Dominant and Recessive Traits

     Gregor Mendel (1822-84) was an Austrian monk who studied plants. Over the course of seven years he experimented with green and yellow sweet peas by breeding them with each other. At first, common sense told him that he would get an equal amount of green and yellow peas. The first year, however, the peas were all green. He planted these the following year, this time expecting them to be all green again. However, some came out yellow.  He tried the experiment again, this time breeding round peas with wrinkled. The first year they were all round. He planted the resultant seeds the following year and obtained a crop of many round peas and some wrinkled peas.

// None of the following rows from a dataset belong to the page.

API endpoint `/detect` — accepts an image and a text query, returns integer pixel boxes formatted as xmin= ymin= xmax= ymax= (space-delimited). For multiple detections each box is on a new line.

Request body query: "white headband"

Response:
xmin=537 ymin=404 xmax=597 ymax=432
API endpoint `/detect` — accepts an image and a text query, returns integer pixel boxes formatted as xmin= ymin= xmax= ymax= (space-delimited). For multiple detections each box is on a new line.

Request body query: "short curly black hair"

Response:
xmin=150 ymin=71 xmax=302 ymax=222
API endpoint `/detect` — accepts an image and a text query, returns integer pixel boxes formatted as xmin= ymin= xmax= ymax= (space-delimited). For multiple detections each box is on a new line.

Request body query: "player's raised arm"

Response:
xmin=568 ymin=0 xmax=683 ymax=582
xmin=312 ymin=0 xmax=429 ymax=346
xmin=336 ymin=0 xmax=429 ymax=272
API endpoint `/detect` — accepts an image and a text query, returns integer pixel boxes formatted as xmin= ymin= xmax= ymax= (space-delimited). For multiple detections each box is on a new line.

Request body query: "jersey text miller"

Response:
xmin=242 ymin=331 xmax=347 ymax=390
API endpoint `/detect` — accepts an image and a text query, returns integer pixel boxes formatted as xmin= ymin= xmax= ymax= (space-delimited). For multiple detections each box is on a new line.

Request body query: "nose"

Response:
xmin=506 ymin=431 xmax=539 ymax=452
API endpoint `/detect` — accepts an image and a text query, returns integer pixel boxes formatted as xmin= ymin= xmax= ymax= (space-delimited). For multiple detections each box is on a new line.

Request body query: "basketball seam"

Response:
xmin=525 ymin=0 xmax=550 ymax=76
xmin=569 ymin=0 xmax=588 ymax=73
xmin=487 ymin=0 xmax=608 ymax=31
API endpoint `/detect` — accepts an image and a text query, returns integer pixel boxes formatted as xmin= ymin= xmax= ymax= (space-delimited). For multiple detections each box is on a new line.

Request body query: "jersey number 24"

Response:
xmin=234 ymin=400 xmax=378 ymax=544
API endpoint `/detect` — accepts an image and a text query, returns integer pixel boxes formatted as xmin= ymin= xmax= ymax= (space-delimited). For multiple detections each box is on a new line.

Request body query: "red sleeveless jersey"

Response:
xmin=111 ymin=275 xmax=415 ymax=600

    Mendel obtained the same results when he bred tall plants with short. Although he did not understand why the yellow, wrinkled, and short

                             

peas would not appear the first year, he noticed one consistent characteristic: they would always appear in the next generation. After a few years, Mendel found another consistent characteristic. The ratio between the green, round, and tall peas and the yellow, wrinkled, and short peas was always about 3:1. Mendel did not receive recognition for this discovery during his lifetime but his work laid the foundation for the science of genetics and the law that governs this aspect of heredity has been given his name.

Mutation

    Hugo de Vries (1848-1935) was a Dutch plant physiologist. (Physiology is the study of the functions and vital processes in living organisms.) His life overlapped Darwin's and he accepted his theory of evolution but with one exception. He believed that gradually accumulating small changes could explain micro-evolution, the evolution of small differences within a species such as between individual cats or dogs, but could not explain macro-evolution, the evolution of big differences between two unrelated species such as cats and dogs. He thought the latter could not be achieved by the slow accumulation of small changes but required much bigger evolutionary jumps.

    Like Mendel, de Vries looked for answers in plants. He grew a great variety of primroses near his home and in the course of an experiment that lasted twenty years he found a number that had traits their parents did not have. The traits appeared suddenly. A radical change had occurred, not gradually but all at once. After the initial change the new features appeared consistently, generation after generation.

    De Vries knew that molecules passed through cell walls. (Molecules are the smallest particles of an element or compound that can exist in a free state and still retain the characteristic of the element or compound. The molecules of elements consist of one atom or two or more similar atoms; those of compounds consist of two or more different atoms.) His understanding of molecules enabled him to imagine something very small that controlled development. He visualized tiny groups of atoms and molecules, which he called pangens (later called genes) that
determined the nature of a trait, a view that was proven correct by later discoveries. Although it was later found that what looked to him like mutations had in fact been hybrids. (A hybrid is an offspring of two different species of plants.) with traits showing up that had been hidden for a long time, he had arrived at the correct conclusion: He had discovered a source of sudden big variation whose existence Darwin had denied.

 

Studies carried out in the 1960s and '70s have uncovered that physical, chemical and biological systems can, under extreme conditions, undergo sudden major transformations and evolve into more complex and totally different structures.